Background: Abdominal surgery and immunosuppressive pharmacological treatments are two different therapeutic options used to manage Crohn disease. This study aimed to determine whether the timing of these interventions had an impact on patients' prognosis.
Method: This manuscript entails a retrospective analysis of a multicentric cohort involving 498 CD patients that had bowel surgery after diagnosis and prior to immunosuppression treatments. Two endpoints were considered: the occurrence of disabling disease and the need to undergo further bowel surgeries.

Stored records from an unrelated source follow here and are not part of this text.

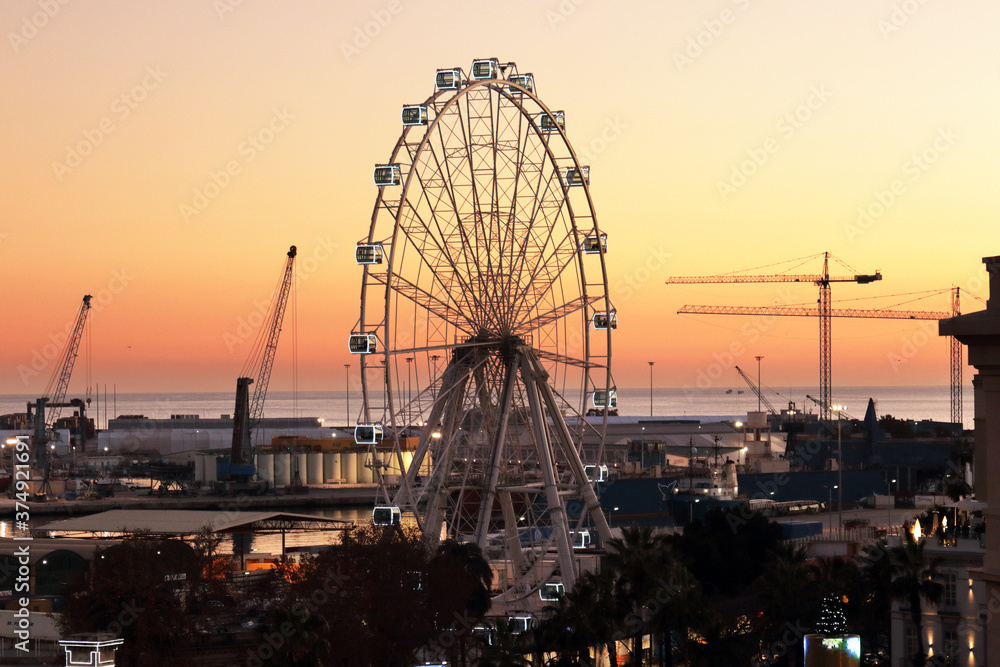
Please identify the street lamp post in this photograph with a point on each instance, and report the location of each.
(347, 387)
(651, 388)
(888, 511)
(839, 409)
(829, 504)
(434, 358)
(760, 389)
(409, 392)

Results: Disabling disease affected 71% of all patients, whereas 39% needed reoperation. The odds ratios (OR) of being affected by disabling disease were higher when patients had upper tract involvement [3.412 [1.285-9.061]], perianal disease (2.270 [1.239-4.157]) and a longer time elapsed from diagnosis to first surgery (13-36 months: 2.576 [1.207-5.500]). On the other hand, the need to undergo further surgical interventions was significantly increased in smoking patients (2.294 [1.187-4.432]), but decreased in patients who started pharmacological therapy not later than six months after the first surgery (0.256 [0.093-0.704]).
Conclusions: Our results suggest that the timing of therapeutic strategies does affects the CD outcomes: whereas an early surgery had a preventive effect on the occurrence of disabling events, the introduction of medication in the first semester after surgery had a preventive effect on the need for reoperation.
Keywords: Crohn disease; Disabling; Reoperation; Surgery.